Pan African Resources’ frustrated over disruption at Elikhulu
Tough comments from the CEO of Pan African Resources (PAR), Cobus Loots, about its difficulties with a small group disrupting the construction of its R1.7bn Elikhulu tailings project is an indication of the frustration the company is experiencing. Loots says that about 30 people are blocking access to the project, assaulting and threatening workers at the site to back their demand to be given an office at the operation and for all procurement work to go through them. This is not the first such standoff in the mining industry. Recently, mining companies operating chrome and platinum mines in the Steelpoort valley spoke of fractured communities and small groups trying to grab opportunities to provide mines with goods, services and labour. PAR was granted a court interdict stopping the group from blockading the site, forbidding threats and vandalism and inciting others to unlawful activities. But, the interdict has yet to be acted on by the police. Loots is clear that PAR will not back off or change its view of the great opportunities SA presents for the company, particularly at its Evander mining operation.
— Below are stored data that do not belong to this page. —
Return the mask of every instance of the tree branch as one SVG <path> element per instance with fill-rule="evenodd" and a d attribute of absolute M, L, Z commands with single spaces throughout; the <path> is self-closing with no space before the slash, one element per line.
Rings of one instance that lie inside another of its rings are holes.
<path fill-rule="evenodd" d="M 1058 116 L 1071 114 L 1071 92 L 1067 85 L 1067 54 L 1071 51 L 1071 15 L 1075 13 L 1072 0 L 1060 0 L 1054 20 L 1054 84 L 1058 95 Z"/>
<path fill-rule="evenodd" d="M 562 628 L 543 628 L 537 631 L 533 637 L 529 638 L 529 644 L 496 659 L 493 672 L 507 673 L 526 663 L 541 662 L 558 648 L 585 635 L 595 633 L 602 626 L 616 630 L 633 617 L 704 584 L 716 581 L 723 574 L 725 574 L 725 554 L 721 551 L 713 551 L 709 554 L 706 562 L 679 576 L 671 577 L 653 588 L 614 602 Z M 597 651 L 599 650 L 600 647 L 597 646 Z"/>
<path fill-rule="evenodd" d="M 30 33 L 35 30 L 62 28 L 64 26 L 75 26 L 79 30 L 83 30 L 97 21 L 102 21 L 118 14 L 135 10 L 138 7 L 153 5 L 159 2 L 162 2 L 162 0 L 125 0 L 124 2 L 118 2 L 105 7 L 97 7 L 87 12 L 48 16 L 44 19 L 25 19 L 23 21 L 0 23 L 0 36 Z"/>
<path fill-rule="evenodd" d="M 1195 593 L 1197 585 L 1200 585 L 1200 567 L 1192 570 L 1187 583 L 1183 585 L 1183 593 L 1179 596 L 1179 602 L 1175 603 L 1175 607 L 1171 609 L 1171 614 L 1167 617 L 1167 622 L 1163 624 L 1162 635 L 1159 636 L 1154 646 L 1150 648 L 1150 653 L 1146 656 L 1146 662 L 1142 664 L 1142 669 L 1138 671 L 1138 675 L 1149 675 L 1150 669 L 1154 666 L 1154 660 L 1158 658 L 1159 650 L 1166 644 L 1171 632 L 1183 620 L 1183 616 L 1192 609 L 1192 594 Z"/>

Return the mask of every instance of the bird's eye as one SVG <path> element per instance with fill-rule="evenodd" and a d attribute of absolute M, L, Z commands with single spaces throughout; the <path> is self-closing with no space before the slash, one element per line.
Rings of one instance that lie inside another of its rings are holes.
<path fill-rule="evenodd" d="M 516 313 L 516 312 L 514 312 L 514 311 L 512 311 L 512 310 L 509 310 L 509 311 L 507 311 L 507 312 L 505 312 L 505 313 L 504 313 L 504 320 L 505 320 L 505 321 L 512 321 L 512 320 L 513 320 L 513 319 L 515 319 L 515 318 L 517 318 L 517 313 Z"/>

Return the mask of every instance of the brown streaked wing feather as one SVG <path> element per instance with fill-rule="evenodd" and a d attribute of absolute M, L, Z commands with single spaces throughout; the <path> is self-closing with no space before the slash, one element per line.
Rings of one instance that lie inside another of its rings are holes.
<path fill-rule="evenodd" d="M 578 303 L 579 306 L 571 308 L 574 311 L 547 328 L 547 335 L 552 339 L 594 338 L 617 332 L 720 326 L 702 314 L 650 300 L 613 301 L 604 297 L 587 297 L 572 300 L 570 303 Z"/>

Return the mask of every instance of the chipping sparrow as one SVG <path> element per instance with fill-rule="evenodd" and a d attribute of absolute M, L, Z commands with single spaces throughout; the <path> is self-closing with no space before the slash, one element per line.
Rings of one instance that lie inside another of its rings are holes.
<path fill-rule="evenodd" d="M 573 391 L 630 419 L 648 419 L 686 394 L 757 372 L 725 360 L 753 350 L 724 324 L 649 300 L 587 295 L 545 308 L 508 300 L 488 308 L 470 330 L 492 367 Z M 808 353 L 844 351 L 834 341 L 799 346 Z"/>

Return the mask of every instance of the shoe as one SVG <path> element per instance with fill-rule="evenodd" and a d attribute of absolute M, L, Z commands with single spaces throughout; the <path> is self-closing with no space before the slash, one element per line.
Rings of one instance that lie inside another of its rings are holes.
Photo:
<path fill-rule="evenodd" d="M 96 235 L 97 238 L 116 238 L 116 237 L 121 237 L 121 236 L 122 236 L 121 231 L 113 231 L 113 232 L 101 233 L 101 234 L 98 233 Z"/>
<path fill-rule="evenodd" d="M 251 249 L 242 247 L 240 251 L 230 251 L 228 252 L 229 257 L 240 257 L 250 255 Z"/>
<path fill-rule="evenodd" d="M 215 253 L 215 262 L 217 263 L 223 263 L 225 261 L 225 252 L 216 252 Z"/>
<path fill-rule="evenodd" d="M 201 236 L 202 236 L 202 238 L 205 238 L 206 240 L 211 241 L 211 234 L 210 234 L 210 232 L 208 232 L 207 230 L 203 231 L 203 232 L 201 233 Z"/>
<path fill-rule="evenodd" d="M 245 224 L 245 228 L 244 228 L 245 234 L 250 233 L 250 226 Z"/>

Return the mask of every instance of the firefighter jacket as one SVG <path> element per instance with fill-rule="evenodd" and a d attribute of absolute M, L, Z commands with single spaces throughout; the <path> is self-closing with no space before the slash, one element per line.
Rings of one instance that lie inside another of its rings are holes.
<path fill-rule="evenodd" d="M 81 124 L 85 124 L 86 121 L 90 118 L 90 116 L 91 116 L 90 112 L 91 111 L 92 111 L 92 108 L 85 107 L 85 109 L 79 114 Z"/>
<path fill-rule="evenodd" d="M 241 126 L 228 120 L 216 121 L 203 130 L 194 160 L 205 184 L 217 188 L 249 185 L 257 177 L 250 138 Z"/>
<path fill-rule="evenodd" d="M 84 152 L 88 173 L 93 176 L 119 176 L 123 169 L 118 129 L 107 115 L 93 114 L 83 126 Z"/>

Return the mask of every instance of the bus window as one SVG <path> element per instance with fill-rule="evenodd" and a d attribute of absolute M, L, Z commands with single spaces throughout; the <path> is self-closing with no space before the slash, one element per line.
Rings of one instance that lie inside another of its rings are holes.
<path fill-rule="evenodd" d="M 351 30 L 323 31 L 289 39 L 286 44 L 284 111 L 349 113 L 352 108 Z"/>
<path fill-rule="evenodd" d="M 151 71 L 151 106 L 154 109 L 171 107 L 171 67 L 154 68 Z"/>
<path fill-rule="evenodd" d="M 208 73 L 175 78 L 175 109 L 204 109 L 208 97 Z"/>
Protesters barricade Orpen gate road into Kruger National Park
Residents of Welverdien, outside Acornhoek in Mpumalanga, barricaded the Orpen Gate entrance road to the Kruger Park with stones and huge tree branches demanding employment from local businesses in the tourism sector. Some of the residents claimed that they had written several letters to the local lodges and game reserves expressing concern about the lack of development in the village.
Lonmin community wants operations suspended on social failings
Platinum producer Lonmin should have its operations suspended in SA after years of failing to comply with its social and labour commitments, according to the community living around its mines. The Bapo Ba Mogale community and the Mining Forum of SA, a civil society group, have written wrote to President Jacob Zuma and the Department of Mineral Resources (DMR) to request the suspension. CEO Ben Magara met with the DMR and was given an “ultimatum” by Director General Thabo Mokoena to return to compliance, the two groups said in a statement on Wednesday.